A sign being maintained by skilled sign maintenance specialistsOnce installed, signs are subject to the effects of the ageing of time-limited components and wear and tear imposed by weather. Sign maintenance is designed to mitigate these and other effects and so keep sign performing optimally.

Sign maintenance can be managed on a needs-based per-incident intervention basis, or in a planned fashion which sees a crew attend the sign and then perform works required to replace aged components, clean standing structures and make good any damage.

Sign maintenance will be required in situations where damage has been incurred, for example a breakage caused by high winds or by vandalism. Repair may be effected by replacing parts of the sign known to be damaged or by repair on site where possible.

Signs can experience many modes of failure. More recent signs have reliable LED lighting and so outages caused by the failure of earlier means of illumination are greatly diminished. The accumulation of airborne dirt can impair a sign’s performance and so this represents one of the most common of all service interventions.

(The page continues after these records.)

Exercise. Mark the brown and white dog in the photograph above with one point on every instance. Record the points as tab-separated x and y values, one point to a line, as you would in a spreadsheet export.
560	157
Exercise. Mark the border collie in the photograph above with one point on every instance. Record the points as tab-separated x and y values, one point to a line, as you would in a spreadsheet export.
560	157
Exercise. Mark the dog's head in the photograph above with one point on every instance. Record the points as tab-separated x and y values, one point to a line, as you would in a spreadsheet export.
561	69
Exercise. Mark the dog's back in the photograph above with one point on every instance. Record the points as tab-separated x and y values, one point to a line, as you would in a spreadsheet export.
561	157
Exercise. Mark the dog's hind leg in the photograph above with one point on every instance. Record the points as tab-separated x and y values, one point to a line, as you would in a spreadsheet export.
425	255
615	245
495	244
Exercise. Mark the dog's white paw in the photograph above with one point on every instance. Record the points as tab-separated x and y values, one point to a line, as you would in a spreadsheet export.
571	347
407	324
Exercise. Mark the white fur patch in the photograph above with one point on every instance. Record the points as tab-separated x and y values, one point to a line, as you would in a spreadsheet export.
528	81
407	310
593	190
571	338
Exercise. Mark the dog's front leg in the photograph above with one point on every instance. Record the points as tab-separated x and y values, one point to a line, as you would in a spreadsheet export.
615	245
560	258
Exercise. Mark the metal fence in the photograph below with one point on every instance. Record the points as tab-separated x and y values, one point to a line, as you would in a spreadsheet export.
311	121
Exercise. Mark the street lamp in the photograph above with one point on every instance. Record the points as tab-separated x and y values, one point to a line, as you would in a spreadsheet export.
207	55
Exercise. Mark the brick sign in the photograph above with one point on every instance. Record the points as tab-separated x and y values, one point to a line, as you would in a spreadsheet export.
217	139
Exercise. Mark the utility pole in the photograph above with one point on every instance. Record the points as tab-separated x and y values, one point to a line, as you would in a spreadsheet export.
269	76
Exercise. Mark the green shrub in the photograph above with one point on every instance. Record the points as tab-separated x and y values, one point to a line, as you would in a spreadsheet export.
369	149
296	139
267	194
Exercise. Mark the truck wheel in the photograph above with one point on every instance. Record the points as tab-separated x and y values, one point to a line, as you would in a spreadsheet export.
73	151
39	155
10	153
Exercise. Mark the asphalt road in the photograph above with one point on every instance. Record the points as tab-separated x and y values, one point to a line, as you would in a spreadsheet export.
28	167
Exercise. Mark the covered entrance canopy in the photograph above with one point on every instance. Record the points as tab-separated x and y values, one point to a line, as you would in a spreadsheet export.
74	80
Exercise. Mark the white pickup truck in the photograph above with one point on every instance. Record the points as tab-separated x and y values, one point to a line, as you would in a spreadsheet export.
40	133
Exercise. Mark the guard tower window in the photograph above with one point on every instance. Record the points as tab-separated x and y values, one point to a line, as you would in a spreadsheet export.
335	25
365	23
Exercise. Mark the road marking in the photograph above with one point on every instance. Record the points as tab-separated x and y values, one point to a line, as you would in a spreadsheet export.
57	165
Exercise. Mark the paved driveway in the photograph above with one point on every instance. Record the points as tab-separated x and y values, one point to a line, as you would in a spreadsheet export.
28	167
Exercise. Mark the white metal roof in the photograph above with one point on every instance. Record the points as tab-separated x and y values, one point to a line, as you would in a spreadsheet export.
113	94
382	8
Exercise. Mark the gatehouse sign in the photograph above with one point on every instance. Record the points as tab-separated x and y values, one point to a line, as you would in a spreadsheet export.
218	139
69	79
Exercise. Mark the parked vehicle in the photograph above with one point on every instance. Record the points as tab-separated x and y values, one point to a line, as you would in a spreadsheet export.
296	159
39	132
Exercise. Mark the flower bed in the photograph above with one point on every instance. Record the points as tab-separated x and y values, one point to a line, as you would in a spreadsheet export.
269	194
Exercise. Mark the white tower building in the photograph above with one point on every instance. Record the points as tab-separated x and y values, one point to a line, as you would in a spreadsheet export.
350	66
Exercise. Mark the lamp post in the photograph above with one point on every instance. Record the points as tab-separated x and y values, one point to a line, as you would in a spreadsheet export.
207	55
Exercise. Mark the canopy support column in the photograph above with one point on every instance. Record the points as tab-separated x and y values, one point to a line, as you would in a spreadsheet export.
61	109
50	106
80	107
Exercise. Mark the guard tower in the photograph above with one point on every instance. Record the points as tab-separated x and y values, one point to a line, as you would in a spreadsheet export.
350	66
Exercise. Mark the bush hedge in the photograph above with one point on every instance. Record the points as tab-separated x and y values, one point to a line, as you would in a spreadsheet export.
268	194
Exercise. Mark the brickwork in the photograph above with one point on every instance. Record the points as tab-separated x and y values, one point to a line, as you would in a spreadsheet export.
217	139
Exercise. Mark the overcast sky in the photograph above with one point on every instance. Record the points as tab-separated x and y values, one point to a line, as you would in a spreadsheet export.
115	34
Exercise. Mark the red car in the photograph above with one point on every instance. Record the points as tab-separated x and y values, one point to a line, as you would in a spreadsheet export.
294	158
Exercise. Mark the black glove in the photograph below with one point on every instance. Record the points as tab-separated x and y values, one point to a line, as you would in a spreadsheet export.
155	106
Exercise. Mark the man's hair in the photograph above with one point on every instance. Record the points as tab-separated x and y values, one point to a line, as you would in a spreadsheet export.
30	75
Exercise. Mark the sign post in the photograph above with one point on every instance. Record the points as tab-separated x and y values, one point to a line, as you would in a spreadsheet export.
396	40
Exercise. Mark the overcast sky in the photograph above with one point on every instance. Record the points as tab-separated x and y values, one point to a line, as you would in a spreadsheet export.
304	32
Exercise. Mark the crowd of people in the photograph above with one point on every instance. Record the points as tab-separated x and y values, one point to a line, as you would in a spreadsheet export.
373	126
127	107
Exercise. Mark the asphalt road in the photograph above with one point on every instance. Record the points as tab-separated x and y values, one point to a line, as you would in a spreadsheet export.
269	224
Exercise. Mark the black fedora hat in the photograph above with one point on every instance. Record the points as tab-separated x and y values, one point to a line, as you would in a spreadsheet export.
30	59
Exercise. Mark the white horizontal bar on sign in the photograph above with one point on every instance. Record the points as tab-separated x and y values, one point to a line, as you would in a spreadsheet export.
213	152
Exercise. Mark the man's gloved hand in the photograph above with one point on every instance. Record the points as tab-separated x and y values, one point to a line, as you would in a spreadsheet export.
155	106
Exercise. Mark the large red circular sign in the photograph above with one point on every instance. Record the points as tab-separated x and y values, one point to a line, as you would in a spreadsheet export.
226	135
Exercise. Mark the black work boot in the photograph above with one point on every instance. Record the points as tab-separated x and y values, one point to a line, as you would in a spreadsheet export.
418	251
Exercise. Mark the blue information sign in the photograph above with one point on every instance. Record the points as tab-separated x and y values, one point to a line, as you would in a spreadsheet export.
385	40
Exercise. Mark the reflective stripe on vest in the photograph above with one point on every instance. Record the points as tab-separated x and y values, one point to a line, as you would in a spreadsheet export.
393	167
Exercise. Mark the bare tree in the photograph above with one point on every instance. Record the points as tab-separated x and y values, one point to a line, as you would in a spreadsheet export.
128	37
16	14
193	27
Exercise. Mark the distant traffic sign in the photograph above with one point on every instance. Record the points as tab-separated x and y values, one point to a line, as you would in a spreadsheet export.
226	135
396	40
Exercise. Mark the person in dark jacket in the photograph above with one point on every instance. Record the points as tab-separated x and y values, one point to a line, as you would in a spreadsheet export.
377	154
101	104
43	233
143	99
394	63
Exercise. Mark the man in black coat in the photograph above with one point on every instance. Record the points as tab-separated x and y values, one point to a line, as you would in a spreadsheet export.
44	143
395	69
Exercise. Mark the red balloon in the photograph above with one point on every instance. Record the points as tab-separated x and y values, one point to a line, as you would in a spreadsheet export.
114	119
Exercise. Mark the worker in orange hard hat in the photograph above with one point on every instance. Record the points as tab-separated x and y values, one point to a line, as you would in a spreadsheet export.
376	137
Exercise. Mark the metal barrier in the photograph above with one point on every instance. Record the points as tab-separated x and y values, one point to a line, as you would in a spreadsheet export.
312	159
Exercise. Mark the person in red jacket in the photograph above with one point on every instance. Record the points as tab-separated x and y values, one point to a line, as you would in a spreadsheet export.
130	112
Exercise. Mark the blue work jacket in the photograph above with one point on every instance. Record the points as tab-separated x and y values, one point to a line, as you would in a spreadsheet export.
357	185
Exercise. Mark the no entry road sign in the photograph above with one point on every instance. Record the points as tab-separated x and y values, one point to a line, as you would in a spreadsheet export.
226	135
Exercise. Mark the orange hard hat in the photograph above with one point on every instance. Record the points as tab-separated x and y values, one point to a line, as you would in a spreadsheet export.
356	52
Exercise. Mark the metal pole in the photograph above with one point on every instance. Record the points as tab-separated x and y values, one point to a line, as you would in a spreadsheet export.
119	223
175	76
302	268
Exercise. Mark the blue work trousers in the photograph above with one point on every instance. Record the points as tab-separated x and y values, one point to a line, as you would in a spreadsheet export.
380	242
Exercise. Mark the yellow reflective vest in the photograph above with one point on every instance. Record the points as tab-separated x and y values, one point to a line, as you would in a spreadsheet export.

Sign are manufactured from materials designed to endure exterior conditions. These materials include plastics, metals and woods. Such materials are often finished with weather resisting coatings including paints and so resist exterior conditions. If kept in good repair, a sign may last twenty-five years or much longer. Signs that are allowed to deteriorate without sign maintenance may require replacement or total refurbishment and a newly commissioned sign installation.

When a sign is sold, its manufacturer may approach the subject of a maintenance programme with the customer commissioning the sign’s production. A sign maintenance programme may achieve more than simply keeping the sign in operation. It will ensure that the sign performs optimally and so favourably halos the brand of business it is working hard to promote. On that basis alone, sign maintenance is seen by many as good value.